Das AWI-Proxy-Labor

Wer das Klima der Zukunft treffsicher vorhersagen möchte, muss wissen, wie es sich in der Vergangenheit entwickelt hat. Im Proxy-Labor des Alfred-Wegener-Institutes schauen die Wissenschaftler der AWI-Sektion Marine Biogeowissenschaften Hunderttausende bis Millionen Jahre zurück - mit Hilfe fossiler Organismen und hochmoderner Geräte für Massenspektroskopie.

"Genau genommen suchen wir nach Stellvertreter-Daten für Klimaparameter der Vergangenheit. Informationen über die damalige Wassertemperatur, den Salzgehalt der Ozeane oder ihren pH-Wert sind nämlich in den fossilen Überresten von Muscheln, Korallen oder den Kalkschalen der winzigen Foraminiferen gespeichert", sagt Laborleiter Dr. Albert Benthien.

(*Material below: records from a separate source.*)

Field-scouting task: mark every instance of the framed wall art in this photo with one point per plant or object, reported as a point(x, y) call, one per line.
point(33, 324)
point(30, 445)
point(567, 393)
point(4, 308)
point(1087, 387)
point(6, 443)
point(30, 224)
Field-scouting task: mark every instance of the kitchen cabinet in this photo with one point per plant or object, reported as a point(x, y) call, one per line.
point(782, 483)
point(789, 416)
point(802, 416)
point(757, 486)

Die Zeugen der Vergangenheit geben ihre Klimainformationen jedoch nicht auf leichtem Wege frei: "Wir untersuchen die Organismen nach bestimmten Isotopensignalen oder schauen uns an, in welchem Verhältnis bestimmte chemische Elemente vorkommen. Anhand dieser können wir dann Rückschlüsse auf die Wassertemperatur oder andere Klimaparameter ziehen", so Albert Benthien.

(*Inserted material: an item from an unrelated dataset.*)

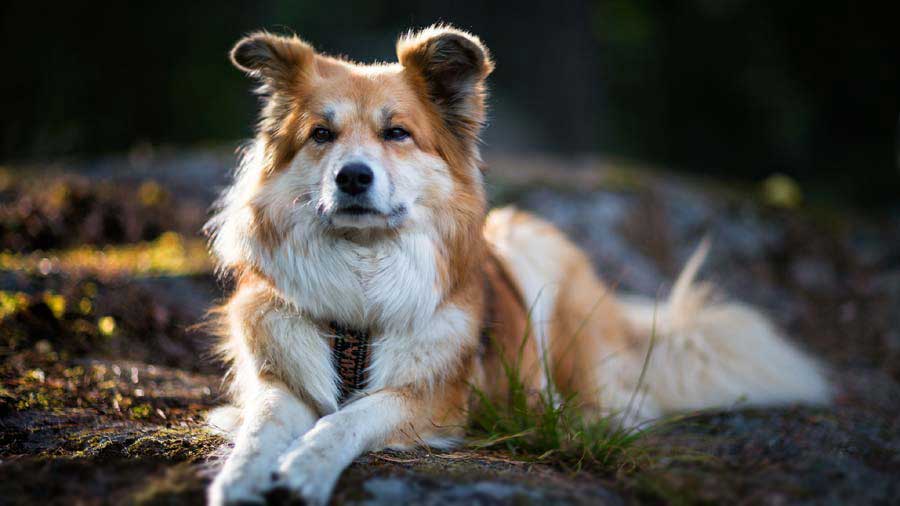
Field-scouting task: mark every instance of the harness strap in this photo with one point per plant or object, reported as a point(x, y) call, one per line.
point(350, 348)
point(350, 355)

Für diese Forschung sind aufwendige Messungen mit den drei ICP-Massenspektrometern des Proxy-Labors notwendig. Bei besonders geeigneten Proben kommt zudem der Femto-Sekunden-Laser zum Einsatz. Er trennt winzig kleine Mengen von der ursprünglichen Ausgangsprobe ab. Diese werden dann direkt in die Massenspektrometer geleitet und dort analysiert. Der Vorteil dieses Verfahrens: Die Forscher gelangen auch bei minimalem Materialeinsatz zu maximalen Messergebnissen und erreichen durch viele Punktmessungen eine hohe räumliche Auflösung ihrer Messdaten.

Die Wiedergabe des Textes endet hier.